Amtliche Bekanntmachungen der Stadt Glauchau

Aus dem Fachbereich Planen und Bauen: „Problemimmobilien“

Es gibt kaum eine Kommune, die das Problem nicht hat. Alte, ruinöse Gebäude, die in unbewohnbarem bzw. nicht nutzbarem Zustand und teilweise stark einsturzgefährdet sind. Nicht selten ist unverzügliches Handeln erforderlich, weil Putz von den Wänden bröckelt, Dachziegel sich lösen und die Standfestigkeit des Gemäuers gefährdet ist. Die Gebäude sind zu sichern, um Passanten vor herabfallenden Teilen zu schützen. Das erfordert teilweise auch Straßensperrungen und gibt in der Stadt ein monatelanges unschönes Bild.

Dass ein Abriss eines solchen ruinösen Gebäudes nicht immer sofort vonstattengehen kann und zuvor recht zeitaufwändige, umfangreiche Abläufe in Gang gesetzt werden müssen, stößt mitunter auf Unverständnis in der Bevölkerung.
Gefahren durch baufällige Häuser werden durch die Stadtverwaltung Glauchau regelmäßig im Blick behalten.

Wird bekannt, dass durch ein Gebäude Gefahren für Personen ausgehen, bekommt der ermittelte Eigentümer Bescheid und wird aufgefordert, innerhalb einer gesetzten Frist für Abhilfe der Gefahr zu sorgen.
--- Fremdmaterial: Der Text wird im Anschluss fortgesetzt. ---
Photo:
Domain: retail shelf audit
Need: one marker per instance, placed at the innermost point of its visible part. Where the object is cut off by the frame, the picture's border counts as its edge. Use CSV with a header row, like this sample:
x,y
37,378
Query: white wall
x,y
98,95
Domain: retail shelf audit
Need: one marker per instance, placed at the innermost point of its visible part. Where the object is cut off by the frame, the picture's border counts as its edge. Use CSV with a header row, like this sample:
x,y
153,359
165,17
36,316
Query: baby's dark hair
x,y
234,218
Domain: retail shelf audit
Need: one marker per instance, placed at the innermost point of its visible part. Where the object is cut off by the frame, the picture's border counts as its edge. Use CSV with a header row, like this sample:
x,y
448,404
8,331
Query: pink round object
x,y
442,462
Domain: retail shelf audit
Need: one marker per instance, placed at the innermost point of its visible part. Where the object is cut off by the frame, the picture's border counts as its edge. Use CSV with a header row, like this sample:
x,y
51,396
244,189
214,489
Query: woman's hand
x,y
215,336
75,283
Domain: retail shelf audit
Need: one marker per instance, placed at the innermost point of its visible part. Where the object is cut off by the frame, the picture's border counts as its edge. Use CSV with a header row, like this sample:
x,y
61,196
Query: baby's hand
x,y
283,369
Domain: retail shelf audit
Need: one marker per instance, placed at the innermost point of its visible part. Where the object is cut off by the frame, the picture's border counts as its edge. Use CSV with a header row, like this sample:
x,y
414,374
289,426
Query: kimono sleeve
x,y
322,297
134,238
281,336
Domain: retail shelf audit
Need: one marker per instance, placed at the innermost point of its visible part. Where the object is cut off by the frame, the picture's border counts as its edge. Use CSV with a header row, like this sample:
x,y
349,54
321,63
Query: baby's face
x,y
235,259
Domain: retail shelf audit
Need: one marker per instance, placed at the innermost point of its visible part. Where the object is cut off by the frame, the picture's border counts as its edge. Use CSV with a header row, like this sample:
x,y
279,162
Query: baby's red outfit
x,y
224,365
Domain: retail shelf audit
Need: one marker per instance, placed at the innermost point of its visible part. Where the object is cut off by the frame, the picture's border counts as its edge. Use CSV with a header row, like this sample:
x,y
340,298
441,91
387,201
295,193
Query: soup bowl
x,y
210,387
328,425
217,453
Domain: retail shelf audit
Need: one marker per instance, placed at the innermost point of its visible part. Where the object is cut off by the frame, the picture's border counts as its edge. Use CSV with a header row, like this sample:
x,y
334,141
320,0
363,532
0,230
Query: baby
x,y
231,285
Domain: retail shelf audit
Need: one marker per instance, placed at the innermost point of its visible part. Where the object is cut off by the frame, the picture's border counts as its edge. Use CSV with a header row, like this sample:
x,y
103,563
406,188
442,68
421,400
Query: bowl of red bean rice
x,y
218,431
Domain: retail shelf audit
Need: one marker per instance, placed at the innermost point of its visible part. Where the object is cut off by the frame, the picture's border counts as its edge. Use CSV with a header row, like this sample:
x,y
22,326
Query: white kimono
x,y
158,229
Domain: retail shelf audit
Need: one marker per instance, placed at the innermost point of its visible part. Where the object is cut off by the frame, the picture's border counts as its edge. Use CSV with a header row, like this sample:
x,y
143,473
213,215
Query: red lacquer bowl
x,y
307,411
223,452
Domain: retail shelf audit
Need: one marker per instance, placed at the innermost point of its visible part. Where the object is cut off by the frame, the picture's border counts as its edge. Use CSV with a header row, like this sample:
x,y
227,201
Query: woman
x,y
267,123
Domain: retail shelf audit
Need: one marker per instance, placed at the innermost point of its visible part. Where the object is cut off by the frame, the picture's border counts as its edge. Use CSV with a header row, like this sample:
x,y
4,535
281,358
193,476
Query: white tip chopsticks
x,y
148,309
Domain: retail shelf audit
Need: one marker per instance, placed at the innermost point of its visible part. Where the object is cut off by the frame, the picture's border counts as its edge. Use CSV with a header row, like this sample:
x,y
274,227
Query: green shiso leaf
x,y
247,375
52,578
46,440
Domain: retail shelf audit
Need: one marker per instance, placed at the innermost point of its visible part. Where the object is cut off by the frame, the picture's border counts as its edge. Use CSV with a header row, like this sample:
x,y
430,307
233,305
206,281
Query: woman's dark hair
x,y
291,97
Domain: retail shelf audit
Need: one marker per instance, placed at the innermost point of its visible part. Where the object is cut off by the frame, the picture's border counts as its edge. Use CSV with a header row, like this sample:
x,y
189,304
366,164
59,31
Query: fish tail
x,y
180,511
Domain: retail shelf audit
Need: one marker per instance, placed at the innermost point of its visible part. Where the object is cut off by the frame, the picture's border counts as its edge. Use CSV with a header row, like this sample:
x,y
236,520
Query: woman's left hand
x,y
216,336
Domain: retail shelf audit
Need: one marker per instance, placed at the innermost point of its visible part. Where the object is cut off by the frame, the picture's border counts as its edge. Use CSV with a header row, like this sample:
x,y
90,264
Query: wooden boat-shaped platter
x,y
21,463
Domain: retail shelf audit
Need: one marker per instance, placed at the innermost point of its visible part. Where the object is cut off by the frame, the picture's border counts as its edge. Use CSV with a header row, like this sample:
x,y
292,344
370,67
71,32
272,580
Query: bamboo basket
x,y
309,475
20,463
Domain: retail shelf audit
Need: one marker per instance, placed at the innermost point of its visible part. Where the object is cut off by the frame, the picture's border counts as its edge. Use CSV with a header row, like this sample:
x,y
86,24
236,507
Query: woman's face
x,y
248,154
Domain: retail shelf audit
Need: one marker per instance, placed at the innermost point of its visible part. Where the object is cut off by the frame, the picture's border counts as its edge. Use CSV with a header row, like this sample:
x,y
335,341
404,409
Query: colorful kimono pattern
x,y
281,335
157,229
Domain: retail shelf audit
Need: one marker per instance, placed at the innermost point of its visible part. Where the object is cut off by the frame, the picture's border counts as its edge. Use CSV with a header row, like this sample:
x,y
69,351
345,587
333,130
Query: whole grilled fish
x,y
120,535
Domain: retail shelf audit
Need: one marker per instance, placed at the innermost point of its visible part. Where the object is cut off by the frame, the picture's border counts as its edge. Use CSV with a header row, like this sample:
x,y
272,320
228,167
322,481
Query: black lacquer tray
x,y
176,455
Bleibt seine Reaktion aus, leitet die Stadt eine sogenannte Ersatzvornahme ein und beauftragt eine Firma mit den Sicherungsmaßnahmen. Es kann aber auch passieren, dass die Stadt nach einer Zwangsversteigerung Eigentümerin des Grundstücks wird, um das Gebäude schnellstmöglich abreißen zu können.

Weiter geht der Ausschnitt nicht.